Medical image report generation faces two key challenges: insufficient capture of fine-grained pathological details and degraded zero-shot (image-only) inference performance. To address these, we propose DTrace, a dynamic trace learning framework introducing—novelty—the semantic validity tracing supervision mechanism and a modality-adaptive dynamic learning strategy, enabling robust generation under weak textual supervision. Our method integrates cross-modal masked semantic reconstruction, vision-language joint representation learning, dynamic weight adjustment, and trace consistency constraints. Evaluated on IU-Xray and MIMIC-CXR, DTrace substantially outperforms state-of-the-art methods, particularly in zero-shot settings: it achieves significant improvements in clinical relevance and descriptive accuracy of generated reports. These results validate DTrace’s enhanced capability to model critical pathological features and generalize effectively across unseen reporting scenarios.

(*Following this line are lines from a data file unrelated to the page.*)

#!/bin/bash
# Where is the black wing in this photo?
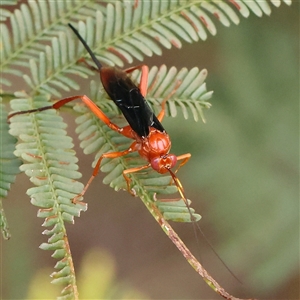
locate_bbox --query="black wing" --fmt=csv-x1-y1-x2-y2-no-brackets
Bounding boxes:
102,68,165,137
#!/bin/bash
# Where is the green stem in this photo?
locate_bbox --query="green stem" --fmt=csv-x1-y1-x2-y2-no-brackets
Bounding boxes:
140,195,254,300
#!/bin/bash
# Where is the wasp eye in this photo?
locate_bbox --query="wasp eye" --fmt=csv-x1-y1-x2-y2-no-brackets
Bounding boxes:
151,154,177,174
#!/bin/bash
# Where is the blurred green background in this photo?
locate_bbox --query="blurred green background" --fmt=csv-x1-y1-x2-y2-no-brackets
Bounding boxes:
0,1,299,299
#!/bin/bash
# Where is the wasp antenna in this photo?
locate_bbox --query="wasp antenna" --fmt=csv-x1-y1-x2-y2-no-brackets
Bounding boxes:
68,23,102,71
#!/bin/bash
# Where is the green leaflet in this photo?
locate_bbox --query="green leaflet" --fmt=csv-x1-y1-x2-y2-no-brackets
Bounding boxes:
0,0,291,97
0,103,21,239
10,94,86,298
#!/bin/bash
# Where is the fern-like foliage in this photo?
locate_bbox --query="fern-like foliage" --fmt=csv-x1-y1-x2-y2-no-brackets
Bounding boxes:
0,0,291,299
10,93,86,299
0,0,291,91
0,102,21,239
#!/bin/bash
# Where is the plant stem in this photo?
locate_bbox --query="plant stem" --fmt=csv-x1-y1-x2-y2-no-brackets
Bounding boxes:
141,195,254,300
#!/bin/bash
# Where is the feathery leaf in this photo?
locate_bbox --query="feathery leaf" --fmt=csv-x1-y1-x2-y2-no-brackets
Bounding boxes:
10,93,86,298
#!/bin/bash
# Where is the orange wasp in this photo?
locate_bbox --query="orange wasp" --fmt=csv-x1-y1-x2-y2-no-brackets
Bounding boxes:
8,24,191,209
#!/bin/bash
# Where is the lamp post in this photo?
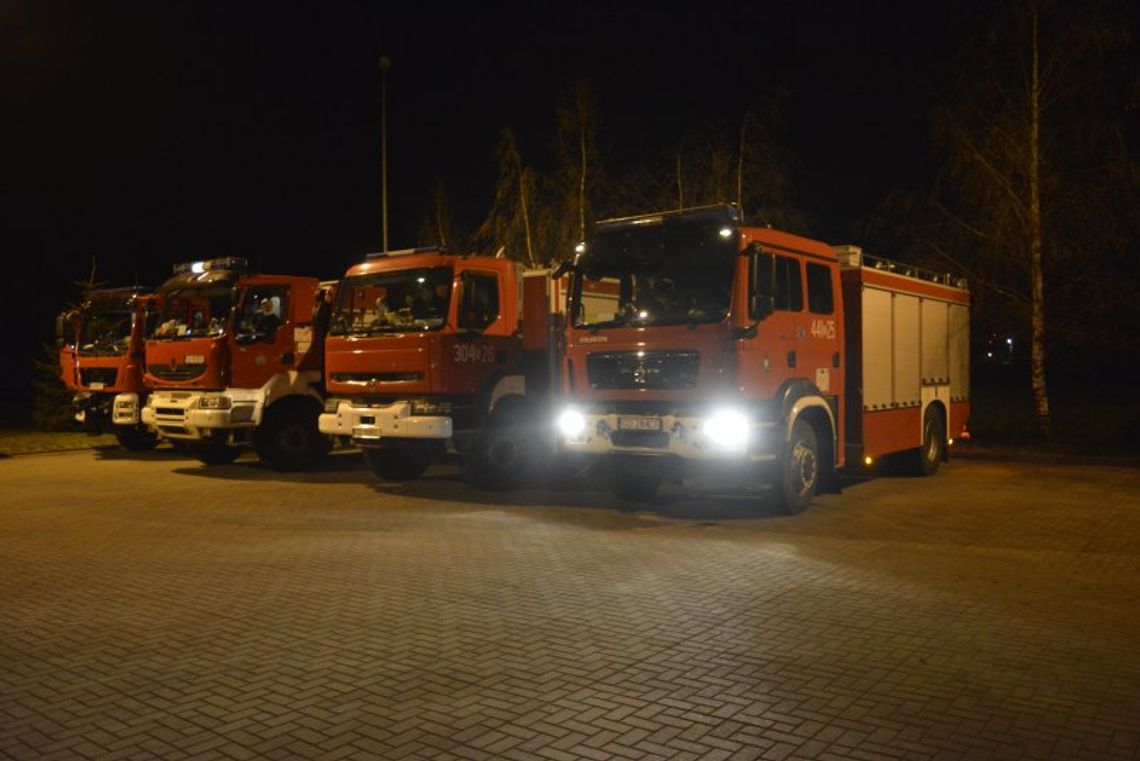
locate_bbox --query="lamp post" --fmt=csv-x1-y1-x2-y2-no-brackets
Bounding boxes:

Automated medical report generation has the potential to significantly reduce the workload associated with the time-consuming process of medical reporting. Recent generative representation learning methods have shown promise in integrating vision and language modalities for medical report generation. However, when trained end-to-end and applied directly to medical image-to-text generation, they face two significant challenges: i) difficulty in accurately capturing subtle yet crucial pathological details, and ii) reliance on both visual and textual inputs during inference, leading to performance degradation in zero-shot inference when only images are available. To address these challenges, this study proposes a novel multi-modal dynamic traceback learning framework (DTrace). Specifically, we introduce a traceback mechanism to supervise the semantic validity of generated content and a dynamic learning strategy to adapt to various proportions of image and text input, enabling text generation without strong reliance on the input from both modalities during inference. The learning of cross-modal knowledge is enhanced by supervising the model to recover masked semantic information from a complementary counterpart. Extensive experiments conducted on two benchmark datasets, IU-Xray and MIMIC-CXR, demonstrate that the proposed DTrace framework outperforms state-of-the-art methods for medical report generation.